A modern ale? No way

The word ‘modern’ is all too often bandied about thoughtlessly in advertising.

It was a perfectly nice bottle of beer. I drank all of it, slowly, with reasonable if not extreme pleasure. Not too sweet, not too strong, nicely flavoured while avoiding over- hoppiness. A beer to be quietly and briefly appreciative of. Not a gimmicky beer. That would have been the end of it. Until I made the mistake of looking at the label.

‘A modern ale,’ said the label, ‘from Britain’s oldest brewery.’ And do you know, that rather spoiled it for me. Because if there is one thing that irritates me more even than schoolteachers using the grocer’s apostrophe (you know, ‘best apple’s’), it’s the unthinking use of the word ‘modern’. Beer is the oldest alcoholic drink known to mankind, older and more widespread than wine. Every culture, no matter how primitive, has been able to use yeast to ferment some liquid so that it comes out something like beer. Beer is ancient. Beer is living history.
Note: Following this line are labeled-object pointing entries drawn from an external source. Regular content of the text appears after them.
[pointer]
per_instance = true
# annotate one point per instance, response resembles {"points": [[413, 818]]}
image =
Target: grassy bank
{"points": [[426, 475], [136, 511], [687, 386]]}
So in what way was this a modern beer?

It was not the shape of the bottle – that was the squat, square-shouldered design, somewhat 18th century in look, that universally betokens your serious beer. Nor was it the label, retro in feel and livid of hue, with its flowing script and a smudgy illustration that, on close inspection, turned out to be of something like sailing barges. So did this vaunted modernity lie in the brewing process, as with those chemical lagers brewed to be flavourless and very cold while still being dangerously strong? No. This was just traditional beer. To be precise, ale. Which means only that it wasn’t a lager.

So how modern is modern? The name on the bottle gave it away. Whitstable Bay Organic Ale, from Faversham-based Kentish brewer Shepherd Neame. It’s made with the blessing of the Soil Association. Pesticides have not been sprayed on its barley or its hops. Is that what makes it so cutting-edge?

Well, I don’t want to pick a fight with the master brewers of Faversham, who I imagine to be the kind of men who could hurl full barrels right across the Swale Creek to the Isle of Sheppey. But isn’t additive-free beer a pre-modern thing? In that all beer was organic before agriculture and food production became branches of ICI? I don’t think medieval peasants had much call for a Soil Association.

So what does modern mean? Fashionable restaurants are praised for ‘modern food’. Meaning small amounts of food placed on very large, preferably square, maybe titanium, plates. I’ve seen a stage play described as modern. Odd, when TV producers are apt to say things like ‘If Shakespeare were alive today, he’d be writing episodes of Eastenders’. Which is, annoyingly, probably true.

We used to know what modern meant. It meant that which was of today. It still means that, but the waters got muddied when Post-Modernism, as an attitude, came along. It’s a semantic nightmare. What happens after Post-Modernism? But then that’s a red herring, since we’re not talking about isms here. If modern is what’s happening now, then in 1985, say, modern would encompass Post- Modernism. Just as in 1720 it would mean Palladianism (itself a revival of a previously revived style), and in 1914 the killing of thousands of unprotected soldiers by machine guns. In the late 1950s, it was nuclear weapons; in 2004, psychos filming themselves sawing people’s heads off.

But modern, since it does not know the future, always contains elements of the past. Even in, say, the mid-1960s, a period favoured by today’s designers. Even then, when technological progress was still deemed to be good, when old things were shamelessly discarded and new forms of everything were emerging. You only have to think of the Beatles’ Sergeant Pepper, anything of the period by the Kinks, or the fashion phenomenon of Biba, to realise that the Sixties were awash with nostalgia. The artist Peter Blake didn’t have a modern nerve in his body. The 1920s, or Lord Kitchener, or Queen Victoria, were cool. To be anti-modern was modern. And New York’s Museum of Modern Art, just like the Tate Modern, has lots of surprisingly old art in it.

That’s the conundrum – our sense of now is always tinged with our knowledge of what happened before. It’s just a matter of how far back you choose to be influenced. Not very far, in the case of the copywriters for my beer label. So what could the word mean in 2005? Impossible to tell. Because that’s another thing about modern. It might know all about the past, but it seems not to be able to learn from it.